During his time in office, Rexrodt was considered far less influential in formulating economic policy than Minister of Finance Theo Waigel. In 1995, he was rumoured to be replaced amid a cabinet reshuffle but ended up keeping his position due to internal infighting within the FDP.

Under Rexrodt's leadership, the government liberalized Germany's highly regulated shop hours in 1996, permitting stores to remain open later, until 8 P.M. on weekdays and part of Saturday afternoons.

Also in 1996, Rexrodt resisted U.S. diplomatic efforts to enlist Germany's help in pursuing democratic reform in Cuba, arguing that the Helms–Burton Act's threat of extraterritorial sanctions against non-U.S. firms were the wrong way to promote democratization.

In 1997, Rexrodt – jointly with the European Commission – convened government ministers from about 30 European nations and business leaders for the Bonn Conference on Global Information Networks to define a common strategy for fostering electronic commerce in Europe.

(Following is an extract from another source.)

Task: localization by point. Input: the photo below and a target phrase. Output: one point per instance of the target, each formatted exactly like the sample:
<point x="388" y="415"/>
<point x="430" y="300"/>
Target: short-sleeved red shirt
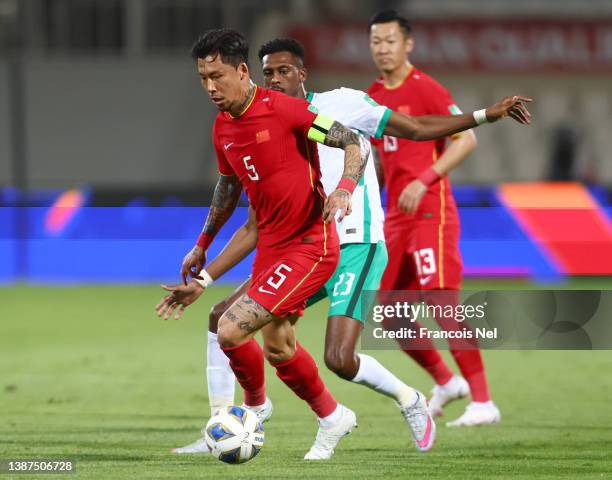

After the 1998 national elections, Rexrodt joined the Budget Committee and became his parliamentary group's spokesperson on the annual budget.

===Return to state politics===
From 2000 to 2004, Rexrodt served as chairman of the FDP in Berlin. In Berlin's 2001 state elections, he was the lead candidate of the FDP. Under his leadership, the FDP returned to the State Parliament with a final voting result of 9.9%. When negotiations over a coalition government with the Social Democrats and Alliance 90/The Greens failed, he resigned his seat in the State Parliament after only two months in early 2002.

From 2001, Rexrodt served as the federal treasurer of the FDP under the leadership of chairman Guido Westerwelle. In this capacity, he was later involved in the investigation of the "flyer affair" surrounding Möllemann.

In 2003, Rexrodt announced his intention to resign as chair of the FDP in Berlin the following year. In 2004, he failed to win sufficient support for his plan to lead his party's Berlin campaign for the national elections again.

==Other activities==
===Corporate boards===
- WMP EuroCom, Member of the Board (from 2000)
- Gerling Group, Member of the Advisory Board
- Skandia, Member of the Board of Directors
- AWD, Member of the Supervisory Board

===Non-profit organizations===
- Ghorfa Arab-German Chamber of Commerce and Industry, President
- Global Panel Foundation, Member of the Supervisory Board

==Personal life==
Rexrodt's father Wilhelm was managing director of the German Democratic Party until 1933. Wilhelm was after 1945 the co-founder of the Liberal Democratic Party of Germany.

Rexrodt was married to Ingrid Hoyermann and had a son from that marriage.

During an official trip to South Africa and Zimbabwe in 1996, Rexrodt was infected with malaria and spent three weeks in a coma. In May 2004 he had to undergo a complicated surgery for cancer on the neck and died shortly after from cardiac arrest.